Nothing odd about tornadoes in Kansas.
The state lies right in the center of the flat Midwestern prairie known as Tornado Alley, where fast-moving funnels of air are so common that one became a literary device - used to lift Dorothy's house to Oz in L. Frank Baum's 1900 novel.
And yet the magnitude of devastation when a small town such as Greensburg, Kan., gets literally knocked flat commands attention. It's a reminder of the vast power of nature to take away as well as to give. And of the predictable dangers that threaten Americans every day for which the nation could be better prepared.
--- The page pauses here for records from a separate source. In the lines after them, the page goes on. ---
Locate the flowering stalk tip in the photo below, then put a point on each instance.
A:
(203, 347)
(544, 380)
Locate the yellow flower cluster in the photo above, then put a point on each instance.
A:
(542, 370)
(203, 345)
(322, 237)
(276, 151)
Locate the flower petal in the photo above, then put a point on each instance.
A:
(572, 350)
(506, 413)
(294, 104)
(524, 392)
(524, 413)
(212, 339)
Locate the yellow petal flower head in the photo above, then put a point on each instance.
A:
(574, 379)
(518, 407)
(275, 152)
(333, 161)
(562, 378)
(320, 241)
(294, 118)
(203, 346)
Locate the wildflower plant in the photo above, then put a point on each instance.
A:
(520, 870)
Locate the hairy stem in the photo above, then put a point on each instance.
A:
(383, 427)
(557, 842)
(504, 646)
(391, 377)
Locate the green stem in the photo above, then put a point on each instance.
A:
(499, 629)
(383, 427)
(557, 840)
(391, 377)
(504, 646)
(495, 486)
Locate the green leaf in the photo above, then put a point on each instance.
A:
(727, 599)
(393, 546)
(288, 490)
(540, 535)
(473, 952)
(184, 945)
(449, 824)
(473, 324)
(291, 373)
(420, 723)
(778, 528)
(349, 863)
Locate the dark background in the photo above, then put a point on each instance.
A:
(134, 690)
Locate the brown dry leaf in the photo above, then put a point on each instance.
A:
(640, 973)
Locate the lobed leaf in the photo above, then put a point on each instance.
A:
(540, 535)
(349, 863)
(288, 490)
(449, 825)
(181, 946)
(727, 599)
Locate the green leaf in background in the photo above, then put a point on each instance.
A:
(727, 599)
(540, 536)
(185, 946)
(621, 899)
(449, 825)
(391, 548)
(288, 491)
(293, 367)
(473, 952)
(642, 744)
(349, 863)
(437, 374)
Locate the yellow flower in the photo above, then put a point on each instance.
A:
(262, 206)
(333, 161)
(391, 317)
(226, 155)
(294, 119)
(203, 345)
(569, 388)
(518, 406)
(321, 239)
Amazingly, this tale does not involve massive loss of life. With about 20 minutes' notice through sirens and broadcast announcements, most residents were able to find protection in basements or bathtubs from a twister that cut a swath more than a mile wide and 22 miles long. As of last night, the death toll was only nine - though the search for victims continued.
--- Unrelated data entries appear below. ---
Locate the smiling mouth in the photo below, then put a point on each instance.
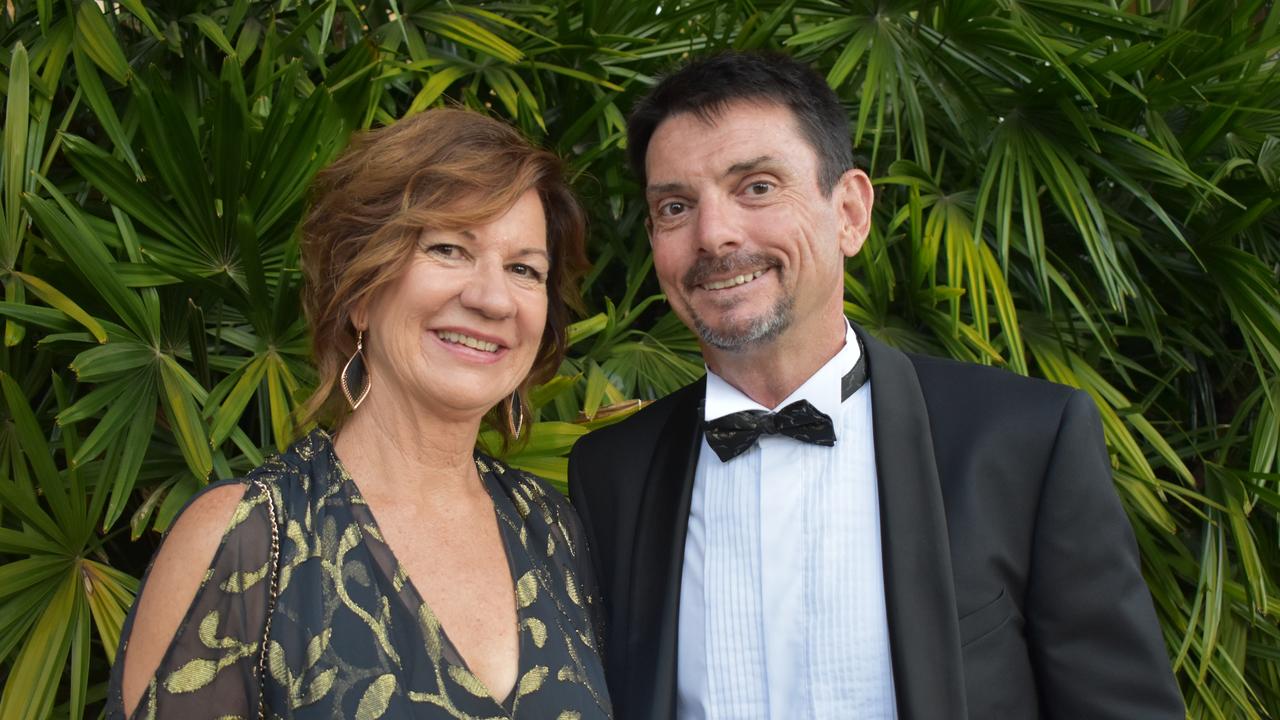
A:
(735, 281)
(475, 343)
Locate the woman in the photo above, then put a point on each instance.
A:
(403, 575)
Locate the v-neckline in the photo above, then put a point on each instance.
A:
(507, 703)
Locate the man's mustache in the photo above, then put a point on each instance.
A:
(736, 264)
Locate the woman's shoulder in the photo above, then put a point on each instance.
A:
(531, 493)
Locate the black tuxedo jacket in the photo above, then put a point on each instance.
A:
(1011, 575)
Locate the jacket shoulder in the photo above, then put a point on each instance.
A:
(639, 429)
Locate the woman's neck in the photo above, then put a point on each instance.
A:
(416, 456)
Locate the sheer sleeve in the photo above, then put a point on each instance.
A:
(210, 669)
(581, 570)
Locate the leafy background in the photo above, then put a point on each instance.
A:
(1080, 190)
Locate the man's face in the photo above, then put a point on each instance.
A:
(745, 244)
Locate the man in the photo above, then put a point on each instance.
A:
(906, 537)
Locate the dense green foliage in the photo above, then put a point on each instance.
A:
(1080, 190)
But Greensburg residents who returned from evacuation centers yesterday to poke through the rubble of their belongings found essentially nothing. Not even the trees were left. In a town of 1,500, nearly everything that makes up the fiber of life - homes, schools, businesses, churches - was lost as nature reclaimed the prairie.
President Bush promised federal help in rebuilding Greensburg. But as damage on a much more massive scale from Hurricane Katrina demonstrated, rebuilding is difficult, replacement impossible.
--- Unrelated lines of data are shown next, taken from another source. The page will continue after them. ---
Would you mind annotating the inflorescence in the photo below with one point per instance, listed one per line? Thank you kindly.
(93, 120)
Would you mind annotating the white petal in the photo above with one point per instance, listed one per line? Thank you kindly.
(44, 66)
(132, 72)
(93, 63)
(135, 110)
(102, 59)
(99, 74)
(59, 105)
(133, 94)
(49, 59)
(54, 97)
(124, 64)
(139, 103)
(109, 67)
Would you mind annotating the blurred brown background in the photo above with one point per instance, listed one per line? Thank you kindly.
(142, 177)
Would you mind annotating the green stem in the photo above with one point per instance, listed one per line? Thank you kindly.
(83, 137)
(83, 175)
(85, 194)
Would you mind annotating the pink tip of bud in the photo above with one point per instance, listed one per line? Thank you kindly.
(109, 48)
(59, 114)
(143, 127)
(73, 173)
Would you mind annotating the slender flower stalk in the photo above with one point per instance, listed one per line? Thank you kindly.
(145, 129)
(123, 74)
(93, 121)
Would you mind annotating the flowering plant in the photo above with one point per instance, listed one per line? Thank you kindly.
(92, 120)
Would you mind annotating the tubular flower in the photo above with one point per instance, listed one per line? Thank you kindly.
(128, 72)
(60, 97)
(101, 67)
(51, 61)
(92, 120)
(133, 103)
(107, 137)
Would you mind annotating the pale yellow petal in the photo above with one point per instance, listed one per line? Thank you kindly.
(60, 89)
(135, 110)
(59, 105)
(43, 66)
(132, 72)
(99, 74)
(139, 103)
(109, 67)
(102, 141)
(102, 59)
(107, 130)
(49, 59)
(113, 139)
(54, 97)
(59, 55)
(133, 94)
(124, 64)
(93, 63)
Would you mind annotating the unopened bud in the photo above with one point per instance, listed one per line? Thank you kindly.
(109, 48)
Money is a huge problem, of course. Even if insurance claims and government grants come through faster in Kansas than they did on the Gulf Coast, no one who endures a horror such as this can ever be made whole.
Further, like many other communities in America, Greensburg can't rely on National Guard emergency equipment, such as tents, trucks and semi-trailers, because it's being used for the war in Iraq.
Much lip service has been given to "homeland security" since the Sept. 11, 2001, attacks. Yet as Katrina illustrated all too painfully, the agencies charged with that responsibility were incompetent to deal with natural disasters.
Greensburg's recovery should provide a chance to find out if any lessons have been learned.